Charles Baudelaire – The Melancholy of Baudelaire

– Yes! it could not continue like this. Love had become an overwhelming nightmare for me. To win or to die, as the Politics says, such was the alternative imposed on me by destiny! One evening, in a wood… at the edge of a pond… after a melancholy walk where her eyes reflected the softness of the sky, and where my heart, to me, was tensed like hell…

– What!

– How? ‘Or’ What!

– What do you mean?

– It was inevitable. I have too much of a sense of fairness to beat, insult or dismiss a blameless servant. But I had to reconcile this feeling with the horror that this being inspired in me; get rid of this being without disrespecting him.

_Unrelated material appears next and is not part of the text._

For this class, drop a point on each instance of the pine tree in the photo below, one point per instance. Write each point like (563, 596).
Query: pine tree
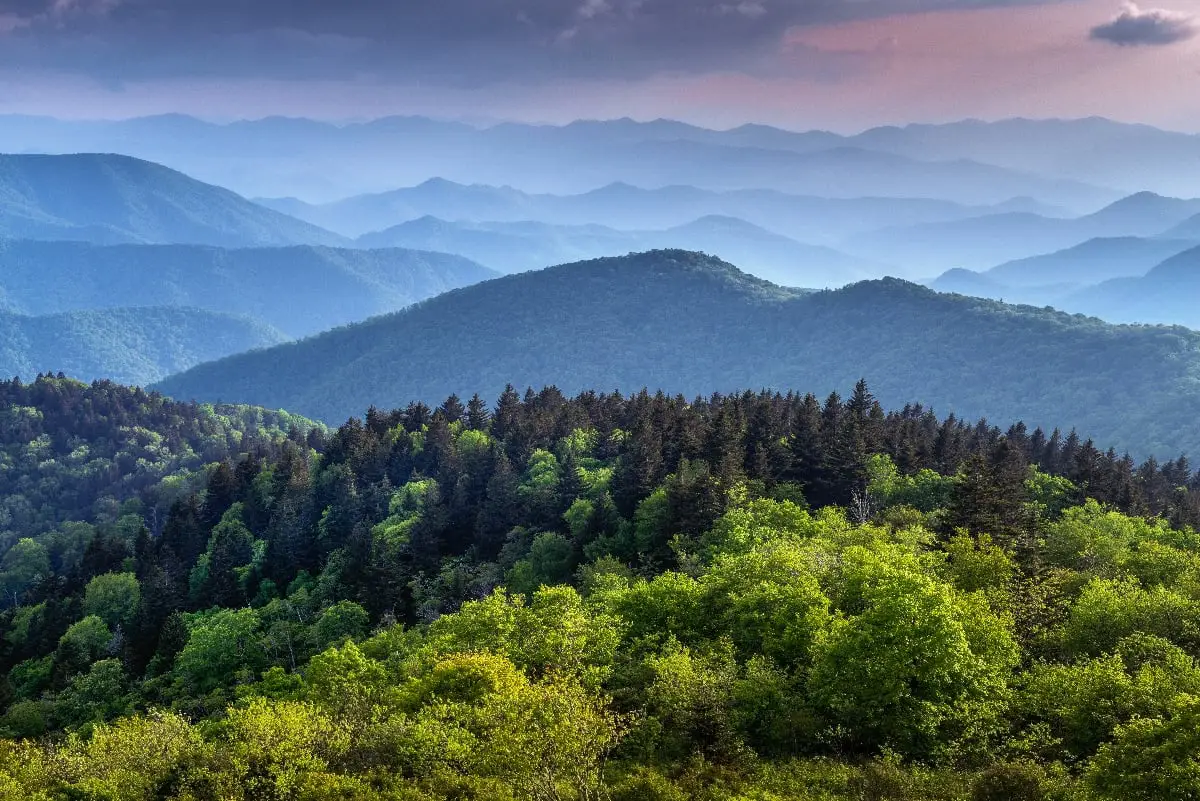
(453, 409)
(478, 414)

What did you want me to do with her, since she was perfect? “

The other three companions looked at him with a vague and slightly dazed gaze, as pretending not to understand and as implicitly confessing that they did not feel themselves capable of such a rigorous action, although sufficiently explained to it. ‘elsewhere.

Then we brought in new bottles, to kill Time which has the life so hard, and to accelerate the life which flows so slowly.